Üniversiteden yapılan açıklaya göre, Mühendislik ve Doğa Bilimleri Fakültesi tarafından Kan ve Kan Ürünleri Çalıştayı düzenlendi. Çalıştaya, Prof. Dr. Gürkan Öztürk, Prof. Dr. Ece Salihoğlu, Prof. Dr. Ergin Koçyıldırım, Doç. Dr. Yasemin Yüksel Durmaz ile Öğretim Görevlisi Banu Köse konuşmacı olarak katıldı.
Çalıştayda konuşan Doç. Dr. Durmaz farklı disiplinlerden profesyonellerin yer aldığı bir ekiple bir proje sürdürdüklerini belirterek, şu bilgileri verdi:
"Travmatik yaralanmalarda ölümlerin yarısını kanamaya bağlı ağır hipovalemi oluşturuyor ve genellikle bu durum 2 saatten kısa bir süre içerisinde gerçekleşiyor. Dolayısıyla bu süre içerisinde hastaya güvenli ve pratik bir müdahaleye olanak sağlayacak bir resüsitasyon ajanına ihtiyaç duyuluyor. Genellikle uygulanan tedavi, kanama sonucu kaybedilen hacmin uygun bir sıvı ile yerine konması şeklinde. Eğer bu sıvı kan ise soğuk zincir ihtiyacı, kan grubu uyumu ve enfeksiyon riski gibi problemler içeriyor. Yürüttüğümüz projeyle sürükleme azaltıcı polimer kullanımıyla kan ürünlerinin hazırlanma maliyeti, potansiyel enfeksiyon riskleri, soğuk zincir ihtiyacı, raf ömrü gibi problemlere çözüm üretip, hemorajik şok durumunda sıvı ve kan kullanımını azaltıcı alternatif bir ürün geliştirmeyi hedefliyoruz."
- "Bazı sentetik ürünleri kan yerine kullanmak için çalışıyoruz"
Aynı zamanda projede de görev alan Pittsburgh Üniversitesi McGowan Rejeneratif Enstitüsünden Prof. Dr. Ergin Koçyıldırım da biyolojik kanın belli bir raf ömrüne sahip olduğunu, bu sebeple belli bir soğuk zincirde saklanması gerektiğini aktardı.
Koçyıldırım, şunları kaydetti:
"Daha küçük hacimlerde olan, soğukta saklanması gerekmeyen ve son kullanma tarihi olmayan bazı sentetik ürünleri kan yerine kullanmak için çalışıyoruz. Sentetik polimerleri kullanarak kanın içindeki akışkanlığı veya dokulara kanın oksijen götürebilmesini sağlamak mümkün. Seneler önce biyonik insandan bahsediliyordu.
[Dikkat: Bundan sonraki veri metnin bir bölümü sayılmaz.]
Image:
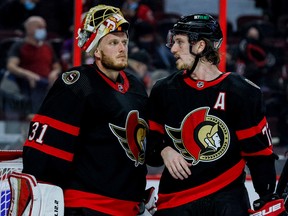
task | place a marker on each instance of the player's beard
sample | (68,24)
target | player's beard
(109,63)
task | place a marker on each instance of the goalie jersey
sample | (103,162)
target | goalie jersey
(89,138)
(219,126)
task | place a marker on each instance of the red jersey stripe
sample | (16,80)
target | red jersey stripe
(266,151)
(156,127)
(250,132)
(179,198)
(62,126)
(50,150)
(100,203)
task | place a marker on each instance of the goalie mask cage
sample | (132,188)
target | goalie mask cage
(10,161)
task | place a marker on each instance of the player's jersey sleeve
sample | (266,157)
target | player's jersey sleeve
(255,139)
(49,149)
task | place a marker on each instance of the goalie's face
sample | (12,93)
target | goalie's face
(112,52)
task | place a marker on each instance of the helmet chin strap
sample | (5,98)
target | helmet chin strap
(197,57)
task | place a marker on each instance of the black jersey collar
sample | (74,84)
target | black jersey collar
(122,83)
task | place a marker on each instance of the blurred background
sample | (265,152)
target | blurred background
(256,47)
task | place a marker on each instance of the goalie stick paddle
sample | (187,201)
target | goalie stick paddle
(282,186)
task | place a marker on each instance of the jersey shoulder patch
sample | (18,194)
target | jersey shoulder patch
(70,77)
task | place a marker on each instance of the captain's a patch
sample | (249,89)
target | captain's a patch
(70,77)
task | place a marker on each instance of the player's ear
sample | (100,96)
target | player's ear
(97,53)
(201,46)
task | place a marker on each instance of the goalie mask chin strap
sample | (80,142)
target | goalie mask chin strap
(197,57)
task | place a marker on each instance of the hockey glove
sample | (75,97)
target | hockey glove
(148,206)
(270,205)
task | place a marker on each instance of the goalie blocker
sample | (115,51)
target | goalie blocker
(270,205)
(29,198)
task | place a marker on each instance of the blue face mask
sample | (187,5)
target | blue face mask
(40,34)
(29,5)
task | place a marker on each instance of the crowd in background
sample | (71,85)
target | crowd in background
(258,49)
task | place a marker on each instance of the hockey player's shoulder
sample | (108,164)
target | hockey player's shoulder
(241,80)
(74,74)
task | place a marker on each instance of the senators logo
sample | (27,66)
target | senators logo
(201,137)
(70,77)
(133,137)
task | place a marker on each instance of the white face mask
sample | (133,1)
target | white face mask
(40,34)
(29,5)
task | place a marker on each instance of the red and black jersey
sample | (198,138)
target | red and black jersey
(218,126)
(89,138)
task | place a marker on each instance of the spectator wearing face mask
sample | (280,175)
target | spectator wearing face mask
(33,62)
(13,13)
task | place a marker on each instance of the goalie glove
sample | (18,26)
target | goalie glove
(270,205)
(29,198)
(148,206)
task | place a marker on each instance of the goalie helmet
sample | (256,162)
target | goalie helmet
(98,22)
(197,27)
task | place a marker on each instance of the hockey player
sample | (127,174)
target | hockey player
(89,134)
(205,126)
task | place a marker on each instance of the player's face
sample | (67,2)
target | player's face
(114,51)
(181,51)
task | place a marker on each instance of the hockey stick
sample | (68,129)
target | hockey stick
(282,186)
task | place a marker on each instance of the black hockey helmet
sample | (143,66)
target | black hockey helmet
(197,26)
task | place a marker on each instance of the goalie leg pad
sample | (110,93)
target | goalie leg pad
(272,208)
(29,198)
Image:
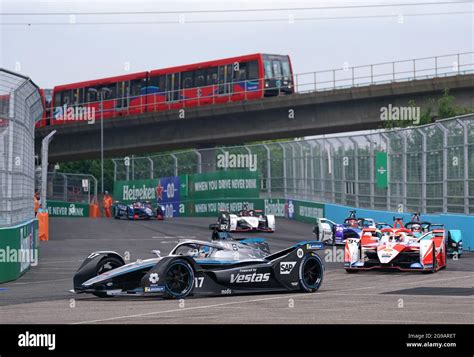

Her türlü fonksiyonunu kaybeden organın bazı mekanik parçalarla yenileneceği anlatılıyordu. 90'lı yıllarda bu tür girişimler vardı. 2000'li yıllardan sonra da kök hücre çalışmaları başladı. Bu işin mekanik yerine biyolojik olarak yapılması gündeme geldi. Rejenerasyonun ya da diğer bir ifadeyle fonksiyon kaybının kök hücrelerden yapılması çalışmaları hızlandı. Bu konuda birçok organı yaptık, bazı organları da yapma aşamasındayız."